Dell did not return calls for comment.
One advantage that PC giants like H-P and Dell can harness in the netbook game is their considerable size, which allows them to drive down component and distribution costs, and could improve the profitability equation somewhat. And the significant brand awareness and marketing muscle that the top PC makers bring to the table means there's a potential to move particularly large volumes of netbooks, offsetting the lower profit margin.
Indeed, among the main targets for netbooks are consumers in developing nations who would never be able to afford a traditional PC. With so much of the world's population falling into that category, the potential market for netbooks is immense.
Most industry estimates for netbook shipments in 2008 range between 5 million and 8 million units, in an overall market for PCs and servers that research firm IDC reckons will total 311 million units this year.

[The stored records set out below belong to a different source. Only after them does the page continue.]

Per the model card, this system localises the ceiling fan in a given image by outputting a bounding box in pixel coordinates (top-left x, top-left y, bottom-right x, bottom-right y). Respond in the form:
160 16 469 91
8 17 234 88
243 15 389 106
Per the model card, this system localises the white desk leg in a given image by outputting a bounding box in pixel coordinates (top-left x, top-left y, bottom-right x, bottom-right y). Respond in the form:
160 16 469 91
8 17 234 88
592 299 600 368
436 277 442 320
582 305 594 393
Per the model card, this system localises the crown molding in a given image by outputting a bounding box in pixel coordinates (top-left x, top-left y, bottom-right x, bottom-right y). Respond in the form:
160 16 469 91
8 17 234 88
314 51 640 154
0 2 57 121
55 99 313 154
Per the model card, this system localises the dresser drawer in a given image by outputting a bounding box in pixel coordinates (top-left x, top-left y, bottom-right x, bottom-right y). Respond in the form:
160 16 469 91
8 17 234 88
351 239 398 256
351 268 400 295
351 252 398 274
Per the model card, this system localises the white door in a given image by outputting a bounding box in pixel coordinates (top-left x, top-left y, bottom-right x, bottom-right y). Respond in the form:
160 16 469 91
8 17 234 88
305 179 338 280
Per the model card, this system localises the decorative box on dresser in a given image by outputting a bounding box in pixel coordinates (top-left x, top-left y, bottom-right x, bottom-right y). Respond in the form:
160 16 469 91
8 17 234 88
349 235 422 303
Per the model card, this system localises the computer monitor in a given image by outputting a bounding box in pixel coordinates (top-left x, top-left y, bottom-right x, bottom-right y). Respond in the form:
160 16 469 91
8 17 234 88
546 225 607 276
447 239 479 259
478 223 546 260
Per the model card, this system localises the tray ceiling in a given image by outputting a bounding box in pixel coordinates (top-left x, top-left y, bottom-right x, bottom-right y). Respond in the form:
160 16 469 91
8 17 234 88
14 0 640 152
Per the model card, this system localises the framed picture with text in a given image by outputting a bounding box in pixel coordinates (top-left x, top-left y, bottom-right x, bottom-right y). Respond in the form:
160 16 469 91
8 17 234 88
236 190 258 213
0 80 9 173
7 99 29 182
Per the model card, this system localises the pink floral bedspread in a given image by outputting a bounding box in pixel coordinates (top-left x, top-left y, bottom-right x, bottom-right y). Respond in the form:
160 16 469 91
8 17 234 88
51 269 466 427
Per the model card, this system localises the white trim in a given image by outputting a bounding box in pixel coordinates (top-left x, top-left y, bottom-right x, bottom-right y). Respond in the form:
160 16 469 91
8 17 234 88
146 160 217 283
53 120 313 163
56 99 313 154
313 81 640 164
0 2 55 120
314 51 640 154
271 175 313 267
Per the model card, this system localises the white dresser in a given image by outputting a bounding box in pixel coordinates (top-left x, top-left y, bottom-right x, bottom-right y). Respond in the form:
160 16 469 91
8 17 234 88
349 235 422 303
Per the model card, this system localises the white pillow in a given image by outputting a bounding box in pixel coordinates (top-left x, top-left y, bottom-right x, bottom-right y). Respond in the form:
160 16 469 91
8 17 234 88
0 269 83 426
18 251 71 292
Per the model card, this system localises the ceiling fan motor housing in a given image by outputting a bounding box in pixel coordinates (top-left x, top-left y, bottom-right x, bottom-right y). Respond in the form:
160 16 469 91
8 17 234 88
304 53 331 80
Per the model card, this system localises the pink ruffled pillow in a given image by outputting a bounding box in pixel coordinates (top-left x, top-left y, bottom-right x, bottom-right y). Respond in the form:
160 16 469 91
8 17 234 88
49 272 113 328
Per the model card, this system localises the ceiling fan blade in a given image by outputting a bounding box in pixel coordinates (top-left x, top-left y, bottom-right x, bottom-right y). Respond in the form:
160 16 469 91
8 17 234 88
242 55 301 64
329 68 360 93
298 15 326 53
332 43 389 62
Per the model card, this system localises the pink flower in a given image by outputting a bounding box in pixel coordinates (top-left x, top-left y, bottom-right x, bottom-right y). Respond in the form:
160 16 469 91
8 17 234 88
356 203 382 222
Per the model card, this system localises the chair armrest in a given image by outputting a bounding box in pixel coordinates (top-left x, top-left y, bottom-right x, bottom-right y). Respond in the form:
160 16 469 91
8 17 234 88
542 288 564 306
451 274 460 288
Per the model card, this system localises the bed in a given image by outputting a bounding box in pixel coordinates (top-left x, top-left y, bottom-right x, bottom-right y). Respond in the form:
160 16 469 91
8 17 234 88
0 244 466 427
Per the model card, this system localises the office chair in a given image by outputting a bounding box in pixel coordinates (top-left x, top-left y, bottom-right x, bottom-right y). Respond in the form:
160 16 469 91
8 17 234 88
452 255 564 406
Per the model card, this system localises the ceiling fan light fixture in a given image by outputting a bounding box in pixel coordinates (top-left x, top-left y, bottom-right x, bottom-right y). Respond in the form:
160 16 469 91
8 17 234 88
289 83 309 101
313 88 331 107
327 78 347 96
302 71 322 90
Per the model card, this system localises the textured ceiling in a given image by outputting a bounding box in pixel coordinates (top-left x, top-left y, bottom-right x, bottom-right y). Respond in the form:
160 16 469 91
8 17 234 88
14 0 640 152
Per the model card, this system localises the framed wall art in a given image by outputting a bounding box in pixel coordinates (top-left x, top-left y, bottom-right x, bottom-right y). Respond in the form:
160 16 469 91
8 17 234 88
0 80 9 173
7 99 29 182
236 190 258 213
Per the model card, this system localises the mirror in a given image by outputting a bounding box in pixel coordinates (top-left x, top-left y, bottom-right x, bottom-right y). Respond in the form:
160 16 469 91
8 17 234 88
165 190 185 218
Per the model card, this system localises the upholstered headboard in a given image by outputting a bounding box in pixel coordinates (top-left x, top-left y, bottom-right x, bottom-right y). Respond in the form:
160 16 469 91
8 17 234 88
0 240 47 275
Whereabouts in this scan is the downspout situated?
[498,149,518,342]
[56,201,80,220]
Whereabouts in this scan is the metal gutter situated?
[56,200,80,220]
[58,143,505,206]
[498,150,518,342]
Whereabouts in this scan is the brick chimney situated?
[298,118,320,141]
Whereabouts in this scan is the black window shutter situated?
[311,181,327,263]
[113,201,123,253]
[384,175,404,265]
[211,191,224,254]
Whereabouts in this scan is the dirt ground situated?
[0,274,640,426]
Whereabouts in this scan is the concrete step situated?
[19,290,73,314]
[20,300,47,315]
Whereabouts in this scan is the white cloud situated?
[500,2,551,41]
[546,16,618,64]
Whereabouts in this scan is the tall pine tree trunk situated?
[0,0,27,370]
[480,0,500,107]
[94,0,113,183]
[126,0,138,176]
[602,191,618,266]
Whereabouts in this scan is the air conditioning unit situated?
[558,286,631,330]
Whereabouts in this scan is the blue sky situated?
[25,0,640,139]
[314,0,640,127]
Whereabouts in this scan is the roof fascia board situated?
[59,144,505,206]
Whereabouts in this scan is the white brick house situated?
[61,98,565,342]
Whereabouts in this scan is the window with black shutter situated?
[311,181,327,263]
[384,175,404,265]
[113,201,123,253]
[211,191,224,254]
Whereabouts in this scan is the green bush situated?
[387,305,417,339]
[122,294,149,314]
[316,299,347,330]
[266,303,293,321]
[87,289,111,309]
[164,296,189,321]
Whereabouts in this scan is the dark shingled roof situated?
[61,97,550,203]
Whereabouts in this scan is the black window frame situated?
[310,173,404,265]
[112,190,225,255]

In the meantime, there's a danger that netbooks could catch on as PC substitutes in markets like the U.S., offering consumers a bargain option when it comes time to replace an existing PC and, more importantly, robbing PC makers of more lucrative notebook sales.
"For all intents and purposes they are a line extension of the notebook PC market at a very low price point. So there is going to be some cannibalization [of notebook PC sales]", says Gartner analyst Van Baker.
That trend will eventually wear off as consumers learn the difference between the various products, Baker believes. But he notes that in the near term, PC makers may have to deal with increased product returns from disappointed consumers who didn't understand how limited netbook capabilities are compared to laptop PCs.